From 7117b7a930344bb69b98a98939ef5d7f12c42d5f Mon Sep 17 00:00:00 2001
From: EazyReal <8047065+EazyReal@users.noreply.github.com>
Date: Fri, 26 Jun 2026 10:27:07 +0000
Subject: [PATCH] fix: handle empty colocated weight buckets

---
 .github/workflows/pr-test.yml                 |   2 +-
 .github/workflows/pr-test.yml.j2              |   1 +
 .../update_weight_from_tensor.py              |  29 ++-
 tests/test_empty_colocated_weight_bucket.py   | 204 ++++++++++++++++++
 4 files changed, 230 insertions(+), 6 deletions(-)

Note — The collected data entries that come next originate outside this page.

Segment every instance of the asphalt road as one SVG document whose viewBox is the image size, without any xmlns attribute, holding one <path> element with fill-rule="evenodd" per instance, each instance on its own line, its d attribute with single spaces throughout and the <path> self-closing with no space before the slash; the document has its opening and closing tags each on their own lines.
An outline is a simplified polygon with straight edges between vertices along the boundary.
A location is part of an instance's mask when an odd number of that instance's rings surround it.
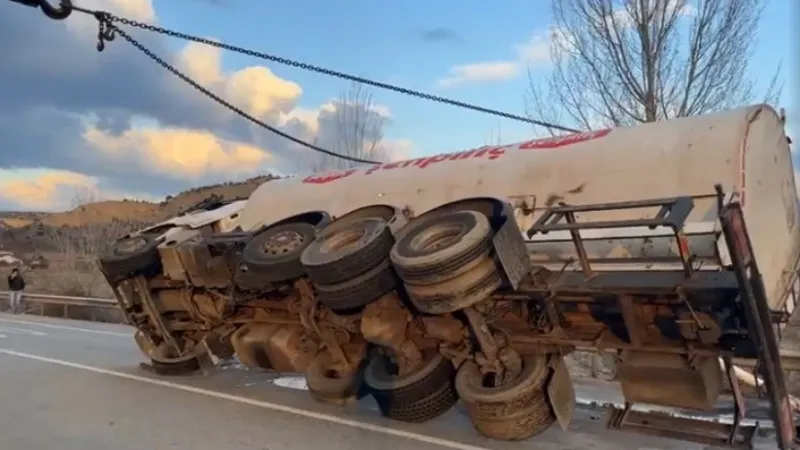
<svg viewBox="0 0 800 450">
<path fill-rule="evenodd" d="M 579 407 L 525 442 L 478 436 L 464 412 L 421 425 L 381 418 L 370 399 L 344 408 L 314 402 L 302 381 L 236 365 L 211 376 L 157 377 L 122 325 L 0 314 L 0 448 L 13 450 L 708 450 L 603 427 Z M 600 402 L 619 394 L 579 385 Z M 757 448 L 774 449 L 770 437 Z"/>
</svg>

 create mode 100644 tests/test_empty_colocated_weight_bucket.py

diff --git a/.github/workflows/pr-test.yml b/.github/workflows/pr-test.yml
index 2d6e8ce5b2..3e332d7351 100644
--- a/.github/workflows/pr-test.yml
+++ b/.github/workflows/pr-test.yml
@@ -372,7 +372,7 @@ jobs:
     strategy:
       fail-fast: false
       matrix:
-        info: [{"num_gpus": 0, "test_file": "test_megatron_argument_validation.py"}, {"num_gpus": 0, "test_file": "utils/test_megatron_server_arguments.py"}, {"num_gpus": 0, "test_file": "test_dp_schedule.py"}, {"num_gpus": 0, "test_file": "test_cp_utils.py"}, {"num_gpus": 0, "test_file": "test_metric_report.py"}, {"num_gpus": 0, "test_file": "test_metric_report_dist.py"}, {"num_gpus": 0, "test_file": "test_loss_cp_invariance.py"}, {"num_gpus": 0, "test_file": "test_logprob_response_spans.py"}, {"num_gpus": 0, "test_file": "test_value_temperature.py"}, {"num_gpus": 0, "test_file": "test_cispo_loss.py"}, {"num_gpus": 0, "test_file": "test_rm_f1.py"}, {"num_gpus": 0, "test_file": "test_rm_gpqa.py"}, {"num_gpus": 0, "test_file": "test_rm_math.py"}, {"num_gpus": 0, "test_file": "test_rm_math_dapo.py"}, {"num_gpus": 0, "test_file": "test_rm_deepscaler.py"}, {"num_gpus": 0, "test_file": "test_sample.py"}, {"num_gpus": 0, "test_file": "test_rollout_validation.py"}, {"num_gpus": 0, "test_file": "test_placement_group.py"}, {"num_gpus": 0, "test_file": "test_external_sglang_engines.py"}, {"num_gpus": 0, "test_file": "utils/test_hf_checkpoint_saver.py"}, {"num_gpus": 0, "test_file": "plugin_contracts/test_plugin_rollout_contracts.py"}, {"num_gpus": 0, "test_file": "plugin_contracts/test_plugin_runtime_hook_contracts.py"}, {"num_gpus": 0, "test_file": "plugin_contracts/test_plugin_path_loading_contracts.py"}, {"num_gpus": 0, "test_file": "plugin_contracts/test_plugin_generate_contracts.py"}]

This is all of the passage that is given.